Contrary to other reports that radioactive ocean water has already arrived at the California coast, Buesseler and his team says that radiation from the Fukushima nuclear disaster has not yet reached ocean waters along the Pacific coast, reports the San Francisco Chronicle.
The San Francisco Chronicle explains that according to Buesseler, four coastal monitoring sites in California and Washington have detected no traces of radiation from the Fukushima Dai-ichi nuclear plant destruction, at least "not yet," notes the report.
"We have results from eight locations, and they all have cesium-137, but no cesium-134 yet," Live Science quotes Buesseler. The marine chemist adds that cesium-137 levels from the gathered ocean water sample were 1.3 to 1.7 Becquerels per cubic meter.
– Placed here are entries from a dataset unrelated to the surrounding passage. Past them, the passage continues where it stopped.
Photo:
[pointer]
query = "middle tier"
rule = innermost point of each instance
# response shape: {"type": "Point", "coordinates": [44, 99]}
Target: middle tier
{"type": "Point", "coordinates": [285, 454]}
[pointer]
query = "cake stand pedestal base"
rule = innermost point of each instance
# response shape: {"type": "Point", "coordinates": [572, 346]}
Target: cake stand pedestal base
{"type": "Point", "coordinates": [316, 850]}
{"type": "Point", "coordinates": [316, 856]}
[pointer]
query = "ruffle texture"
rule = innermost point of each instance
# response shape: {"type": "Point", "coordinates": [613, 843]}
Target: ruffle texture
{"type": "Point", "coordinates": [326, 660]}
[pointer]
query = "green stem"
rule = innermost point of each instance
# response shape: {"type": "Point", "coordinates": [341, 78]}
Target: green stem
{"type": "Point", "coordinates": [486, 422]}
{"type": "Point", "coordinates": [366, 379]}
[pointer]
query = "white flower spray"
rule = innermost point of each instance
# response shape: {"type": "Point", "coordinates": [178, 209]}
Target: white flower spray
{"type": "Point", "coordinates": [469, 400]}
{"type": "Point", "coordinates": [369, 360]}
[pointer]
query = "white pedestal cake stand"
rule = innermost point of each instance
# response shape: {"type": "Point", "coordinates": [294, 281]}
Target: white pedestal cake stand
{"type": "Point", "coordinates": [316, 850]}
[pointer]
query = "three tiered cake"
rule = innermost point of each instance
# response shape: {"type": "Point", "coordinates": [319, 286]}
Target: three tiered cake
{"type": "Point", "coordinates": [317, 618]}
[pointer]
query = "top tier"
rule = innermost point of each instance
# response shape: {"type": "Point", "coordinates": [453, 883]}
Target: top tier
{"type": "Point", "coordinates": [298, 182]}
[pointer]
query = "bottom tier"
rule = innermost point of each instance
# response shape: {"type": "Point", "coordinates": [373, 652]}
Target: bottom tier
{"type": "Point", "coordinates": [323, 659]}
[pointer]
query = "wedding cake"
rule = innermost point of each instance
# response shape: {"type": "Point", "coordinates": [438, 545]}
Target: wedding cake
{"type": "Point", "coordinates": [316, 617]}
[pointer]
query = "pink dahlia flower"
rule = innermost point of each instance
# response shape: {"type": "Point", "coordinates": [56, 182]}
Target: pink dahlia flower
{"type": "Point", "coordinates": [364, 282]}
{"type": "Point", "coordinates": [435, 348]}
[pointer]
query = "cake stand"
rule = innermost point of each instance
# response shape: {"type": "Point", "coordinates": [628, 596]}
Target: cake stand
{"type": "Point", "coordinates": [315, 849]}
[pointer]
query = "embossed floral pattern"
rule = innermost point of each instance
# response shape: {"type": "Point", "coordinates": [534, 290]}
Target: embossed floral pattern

The U.S. safety limit for cesium levels in drinking water is about 28 Becquerels, the number of radioactive decay events per second, per gallon (or 7,400 Becquerels per cubic meter), adds Live Science.
The tell-tale element for the Fukushima Dai-ichi meltdown is reportedly cesium-134, says Live Science. The radioactive isotope has been released from the Japanese nuclear plant in 2011 after the Tohoku earthquake, along with cesium-137 and iodine-131.
According to John Smith, a research scientist at Canada's Bedford Institute of Oceanography, cesium-137 is present in the North Pacific partly due to nuclear weapon tests and nuclear power plant discharge but says that the only cesium-134 in the North Pacific is there from Fukushima, reports Live Science.
Unlike the U.S., ocean water samples collected by Smith and his team from west of Vancouver, Canada in June 2013 showed cesium-134 concentration reaching 0.9 Becquerels per cubic meter, says Live Science. Smith's team is still awaiting results for the February 2014 sample.